A double feature puppet show put on at the Sharbot Lake branch of the Kingston Frontenac Public Library on March 20 attracted over 40 visitors - youngsters, parents and grandparents.

The show, which was in part celebrating World Puppetry Day (March 21) also provided entertainment to youngsters throughout the county at the tail of the March Break. The show was presented by two members of the programming and outreach staff at the KFPL, Brenda MacDonald and Huda Shaltry. They presented two performances, the first titled “The Mightiest”, based on a children’s picture book by Keiko Kaszo and the second, the traditional classic, “The Princess and the Pea” by Hans Christian Andersen.

Youngsters gathered around the festive satin-clad puppet theatre, which was set up in one corner of the library, and enjoyed the unfolding dramas. Many of the more uninhibited children offered up their comments as the plays unfolded.

Children love puppet shows and MacDonald said that she loves to see youngsters “light up” when watching the performances. She explained that the shows are another special way to bring literacy to youngsters. “Puppet shows are a special thing that children don't get to see every day and a new way to present a story to them - they offer up a new way for children to interact,” she said when I spoke to her prior to the performances.

Shaltry added, “A puppet show provides a new creative outlet for children and is a performance art that children, who may tend to be a bit shy, can still get involved in. It is a way that they can also be comfortable performing.” She added that a puppet show is a low cost, highly entertaining production that requires no technology and licensing. “It just requires our hands, our voices, the puppets and our portable theatre.”
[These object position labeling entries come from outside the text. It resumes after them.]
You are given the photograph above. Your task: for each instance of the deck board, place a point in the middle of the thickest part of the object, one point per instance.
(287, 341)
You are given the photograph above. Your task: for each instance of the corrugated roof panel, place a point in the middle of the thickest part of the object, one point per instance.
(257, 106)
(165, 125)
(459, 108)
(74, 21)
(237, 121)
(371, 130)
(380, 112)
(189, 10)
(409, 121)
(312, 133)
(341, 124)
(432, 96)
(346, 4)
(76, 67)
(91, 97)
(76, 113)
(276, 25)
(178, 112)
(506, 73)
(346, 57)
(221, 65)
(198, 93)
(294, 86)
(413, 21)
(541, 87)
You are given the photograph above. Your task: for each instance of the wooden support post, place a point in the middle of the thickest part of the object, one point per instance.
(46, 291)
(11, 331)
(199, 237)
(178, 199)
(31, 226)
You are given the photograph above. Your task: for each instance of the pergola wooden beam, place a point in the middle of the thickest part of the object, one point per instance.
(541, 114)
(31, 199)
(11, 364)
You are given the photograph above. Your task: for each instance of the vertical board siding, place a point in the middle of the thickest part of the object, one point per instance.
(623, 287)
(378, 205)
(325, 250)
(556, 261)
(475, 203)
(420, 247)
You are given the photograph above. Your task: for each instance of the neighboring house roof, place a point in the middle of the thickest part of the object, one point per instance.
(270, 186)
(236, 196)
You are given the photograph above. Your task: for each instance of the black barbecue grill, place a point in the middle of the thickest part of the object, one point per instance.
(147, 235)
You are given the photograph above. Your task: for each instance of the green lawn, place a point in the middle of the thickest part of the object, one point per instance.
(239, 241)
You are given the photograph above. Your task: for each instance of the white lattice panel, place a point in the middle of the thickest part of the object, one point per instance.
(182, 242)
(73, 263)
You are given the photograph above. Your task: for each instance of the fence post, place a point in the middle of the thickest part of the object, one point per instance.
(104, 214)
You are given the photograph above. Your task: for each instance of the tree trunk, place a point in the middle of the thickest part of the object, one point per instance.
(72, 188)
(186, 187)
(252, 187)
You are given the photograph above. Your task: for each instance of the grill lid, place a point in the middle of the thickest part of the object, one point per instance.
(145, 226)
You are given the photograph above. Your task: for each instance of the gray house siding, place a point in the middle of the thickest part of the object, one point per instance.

MacDonald had been touring the show to various branches of the KFPL during the week of the March break to hundreds of youngsters.

While the youngsters thoroughly immersed themselves in both performances, I was especially intrigued by the older-style puppets that were used in the second performance, The Princess and The Pea. These colourful, hand-crafted puppets are made of papier-mâché and are meticulously painted. They hearken back to puppets and shows that I had a chance to see when I was a child.

For puppet enthusiasts, World Puppetry Day is celebrated every March 21 and according to Wikipedia was begun by Dzhivada Zolfagariho, who in 2000 at the XVIII Congress of the Union Internationale de la Marionnette, (UNIMA) in Madgeburg, proposed the idea. Two years later, at a meeting of the International Council of UNIMA in Atlanta, the date of the celebration was decided and the first celebration took place in 2003.

Sara Carpenter, head librarian at the Sharbot Lake branch, was thrilled with the turnout for the special march Break event. “It's so great to be able to have had the performance here and we are hoping to have another one here again this summer. We are also hoping that the children who attended the show will be encouraged to come back to the library and enjoy what we have to offer them.”